As Boeing Co. formally protested a $35 billion Air Force contract on Tuesday, the winning bidder upped its projections of how many jobs the deal would create.
And on Capitol Hill, Air Force officials had yet to placate lawmakers from Washington, Kansas, Connecticut and other states that would have gained jobs had Boeing won. At least two— Rep. Todd Tiahrt, R-Kan., and Rep. Norm Dicks, D-Wash. — are considering legislation to overhaul the procurement process or even block funding for the tanker deal.
Tuesday brought new twists to the tanker battle, which is now in the hands of the Government Accountability Office after Boeing formally protested the contract given to European Aeronautic Defence and Space Co. and Northrop Grumman Corp. of Los Angeles. EADS is the parent of Boeing rival Airbus.
The GAO has 100 days to issue a ruling.
Boeing said the “seriously flawed” selection process was “replete with irregularities” and resulted in the “wrong airplane for the warfighter.”
Meanwhile, Northrop changed its job-creation projections and said it expects the tanker contract to support four new factories and 48,000 direct and indirect new jobs in 49 states. That’s up from sharply from its previous projections of 25,000 jobs at suppliers nationwide and more than 1,500 new jobs in Mobile, Ala., where the tanker would be assembled.
The contract to replace 179 air-to-air refueling tankers is the first of three Air Force awards worth as much $100 billion to replace its entire fleet of nearly 600 tankers over the next 30 years.
A spokesman for Northrop Grumman, said the company remains confident that the Air Force conducted “the most rigorous, fair and transparent acquisition in Defense Department history,” and that it won the competition by a wide margin.
Boeing has supplied aerial refueling tankers to the Air Force for nearly 50 years, experience the company said the Air Force ignored.
Air Force officials have said that the larger size of the plane offered by EADS and Northrop Grumman helped tip the balance in their favor.
But in its protest with the GAO, Boeing argued that the Air Force lost sight of the original mission for the tanker fleet — letting planes refuel without landing — by choosing a larger tanker that could carry more passengers and cargo.
“If they wanted a larger tanker, it would have been nice to be very clear that that was a requirement,” Boeing vice president Beverly Wyse said in a call with reporters and analysts on Tuesday. Wyse oversees production of Boeing’s 767 commercial aircraft, which would have been converted into the tanker had Boeing won.

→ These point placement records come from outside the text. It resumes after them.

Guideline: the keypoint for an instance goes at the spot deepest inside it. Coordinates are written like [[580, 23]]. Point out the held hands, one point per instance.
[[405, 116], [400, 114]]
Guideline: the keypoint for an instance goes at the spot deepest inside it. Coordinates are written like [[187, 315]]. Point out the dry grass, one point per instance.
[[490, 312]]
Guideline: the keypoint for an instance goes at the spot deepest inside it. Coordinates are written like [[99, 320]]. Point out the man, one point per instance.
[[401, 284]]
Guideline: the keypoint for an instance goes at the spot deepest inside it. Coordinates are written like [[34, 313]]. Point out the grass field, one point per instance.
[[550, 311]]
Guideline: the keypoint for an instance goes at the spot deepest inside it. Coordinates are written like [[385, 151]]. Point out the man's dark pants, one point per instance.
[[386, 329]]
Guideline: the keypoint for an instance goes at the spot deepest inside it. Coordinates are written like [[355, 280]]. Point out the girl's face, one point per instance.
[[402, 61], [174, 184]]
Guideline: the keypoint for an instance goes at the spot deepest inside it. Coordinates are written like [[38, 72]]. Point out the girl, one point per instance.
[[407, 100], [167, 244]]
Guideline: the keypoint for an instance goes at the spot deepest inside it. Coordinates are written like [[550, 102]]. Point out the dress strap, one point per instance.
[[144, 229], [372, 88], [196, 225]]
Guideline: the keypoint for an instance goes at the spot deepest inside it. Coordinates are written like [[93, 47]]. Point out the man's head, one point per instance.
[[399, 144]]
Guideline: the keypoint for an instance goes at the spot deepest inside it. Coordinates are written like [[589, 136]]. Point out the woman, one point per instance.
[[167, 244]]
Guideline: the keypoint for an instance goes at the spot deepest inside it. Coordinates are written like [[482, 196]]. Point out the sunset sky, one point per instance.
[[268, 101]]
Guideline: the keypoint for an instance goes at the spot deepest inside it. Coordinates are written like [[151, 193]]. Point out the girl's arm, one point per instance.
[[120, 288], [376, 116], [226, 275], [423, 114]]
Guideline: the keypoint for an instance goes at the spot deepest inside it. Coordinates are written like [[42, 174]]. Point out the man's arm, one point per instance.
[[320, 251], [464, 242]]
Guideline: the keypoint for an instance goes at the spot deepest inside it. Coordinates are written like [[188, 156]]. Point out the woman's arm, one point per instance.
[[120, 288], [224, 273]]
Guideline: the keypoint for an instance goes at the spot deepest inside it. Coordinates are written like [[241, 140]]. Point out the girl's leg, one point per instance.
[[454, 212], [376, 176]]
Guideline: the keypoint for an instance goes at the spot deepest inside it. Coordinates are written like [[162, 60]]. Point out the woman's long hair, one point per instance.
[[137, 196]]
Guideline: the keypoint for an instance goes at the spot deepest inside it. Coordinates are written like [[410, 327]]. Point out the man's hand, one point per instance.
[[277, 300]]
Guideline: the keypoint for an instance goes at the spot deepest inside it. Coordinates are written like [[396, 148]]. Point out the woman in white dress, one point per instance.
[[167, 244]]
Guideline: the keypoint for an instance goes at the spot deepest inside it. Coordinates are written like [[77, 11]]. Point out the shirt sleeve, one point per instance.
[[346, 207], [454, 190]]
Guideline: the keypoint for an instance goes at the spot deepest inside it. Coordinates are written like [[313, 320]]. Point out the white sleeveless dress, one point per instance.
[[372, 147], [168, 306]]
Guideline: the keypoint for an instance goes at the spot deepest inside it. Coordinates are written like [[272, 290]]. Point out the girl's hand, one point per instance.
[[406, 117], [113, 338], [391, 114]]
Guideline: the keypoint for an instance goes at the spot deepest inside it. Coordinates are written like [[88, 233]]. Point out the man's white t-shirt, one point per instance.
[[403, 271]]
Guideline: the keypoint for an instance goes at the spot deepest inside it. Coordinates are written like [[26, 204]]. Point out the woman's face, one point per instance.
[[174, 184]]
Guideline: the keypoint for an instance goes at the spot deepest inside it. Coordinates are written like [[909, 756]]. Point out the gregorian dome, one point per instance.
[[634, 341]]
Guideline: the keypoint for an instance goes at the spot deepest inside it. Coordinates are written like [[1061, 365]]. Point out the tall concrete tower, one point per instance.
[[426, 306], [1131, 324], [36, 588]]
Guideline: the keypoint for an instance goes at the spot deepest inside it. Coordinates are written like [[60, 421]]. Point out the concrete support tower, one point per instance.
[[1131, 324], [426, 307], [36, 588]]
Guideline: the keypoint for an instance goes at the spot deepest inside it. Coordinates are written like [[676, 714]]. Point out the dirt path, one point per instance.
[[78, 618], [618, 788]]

Boeing also charged that the Air Force changed its requirements to accommodate the bigger tanker offered by EADS and Northrop Grumman.
For instance, the Air Force tweaked its estimates on tarmac sizes and allowed the EADS/Northrop Grumman team to propose parking its tankers closer together to fit more planes at operating bases, Mark McGraw, a Boeing vice president and manager of Boeing’s tanker program, said on Tuesday’s call.
Boeing also argued its tankers would cost the Air Force less to maintain. And it insisted that Air Force distorted its pricing data by treating its tanker as military-defense product instead of a commercial aircraft even though its tanker would be based on the company’s 767.
On Capitol Hill, Air Force were pressed to explain their decision at several open and closed hearings.
At a House Armed Services Committee hearing in the morning, Washington Democrat Rick Larsen demanded to know how the Air Force could square its decision to award the contract to EADS even as the U.S. Trade Representative pursues a complaint with the World Trade Organization charging the European Union with providing unfair subsidies to Airbus for commercial planes.
Larsen’s district includes the Boeing plant where the refueling planes would have been built.